Zilli was used to be surrounded by the support of his family, so the decision to play college basketball in the United States was a difficult one for him.
“It was something I talked to my parents about; of course my mom wanted me to stay, but my dad really convinced me that it was a good opportunity for me,” he said.
Zilli’s easy transition to UNC Asheville came from a familiar feeling of family he finds in the basketball program.
“Asheville is really like a family; we have a great relationship with the coaches, and all of my teammates are like brothers,” he said.
When he came to visit, the campus was empty. He had to rely on his impression of the facilities, coaches and the food, Zilli said.
“One thing that Coach McDevitt said to me on my visit that really stood out to me was, ‘We don’t just want you, we need you and the things you have to offer, too,’” he commented.
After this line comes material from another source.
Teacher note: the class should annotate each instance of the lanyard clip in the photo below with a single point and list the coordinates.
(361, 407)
"The family environment the guys create really helps the team to be successful. They care for one another, and that translates to their playing for each other and playing well together," McDevitt said.
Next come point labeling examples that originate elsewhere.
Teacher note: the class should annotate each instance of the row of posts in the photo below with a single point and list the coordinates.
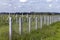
(46, 19)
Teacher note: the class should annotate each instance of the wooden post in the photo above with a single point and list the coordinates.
(41, 19)
(20, 25)
(16, 18)
(29, 24)
(50, 20)
(10, 28)
(47, 20)
(36, 20)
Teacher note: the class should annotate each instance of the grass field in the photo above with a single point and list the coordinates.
(50, 32)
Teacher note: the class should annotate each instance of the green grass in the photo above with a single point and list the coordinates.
(50, 32)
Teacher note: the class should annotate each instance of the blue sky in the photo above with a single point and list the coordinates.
(30, 5)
“Everyone is so close to each other on the team, we’re always doing everything together,” Zilli said.
McDevitt and his staff are happy with what the program gained with Zilli.
“The first time I saw Giacomo play was at a tournament in Fayetteville the day of my press conference; it was April 26th,” McDevitt said. “My first impression is that he plays so hard; obviously he’s big, but he is such a competitor. He definitely has the will to win.”
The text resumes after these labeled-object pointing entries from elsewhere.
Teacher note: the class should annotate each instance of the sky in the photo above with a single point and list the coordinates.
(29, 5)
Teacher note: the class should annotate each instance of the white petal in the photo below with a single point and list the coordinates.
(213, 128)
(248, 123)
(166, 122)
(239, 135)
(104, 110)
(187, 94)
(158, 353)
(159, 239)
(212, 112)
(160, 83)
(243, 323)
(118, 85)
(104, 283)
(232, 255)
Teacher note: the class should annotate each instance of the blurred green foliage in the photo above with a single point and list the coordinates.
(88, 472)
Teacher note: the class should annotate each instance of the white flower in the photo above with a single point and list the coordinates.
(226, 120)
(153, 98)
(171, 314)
While it may be known that Zilli is shy, considerate and proper off the court, his basketball family knows that all bets are off when he’s on the court.
“Giac is nice, but when it comes down to business, he gets his stuff done,” Wilmoth said. “If you are in his way in practice, he will definitely knock you down. He’ll help you back up afterward, but he will definitely knock you down.”
Everyone knows that post players have to be strong to hold their own under the basket, but Zilli’s known to lead with his physicality.
“I felt bad for anyone smaller than him that would have to guard him, because he would just physically manhandle them out of his way,” Biggerstaff said.
The next step to improve his play for the Bulldogs involves his footwork. He played in
“I think right now, I am more strong than smart on the court,” Zilli said. “I really want to work on my footwork, being faster and just reacting faster on the rebound.”
Zilli put in minutes for the Bulldogs this year, but to prepare for next season he’ll need to take his game to the next level. He played in 22 games this season for Asheville as a reserve post player. Zilli averaged 2.7 points and 1.6 rebounds per game.
“Like most bigs, his size has been enough for him to be successful before college. Now, the game has gotten faster, he’ll need his size and his footwork to be great,” McDevitt said.
We may never know if Zilli is actually Superman in disguise, or if his court presence will ever affect his personality, but with his basketball family as his support system he has a bright future at Asheville.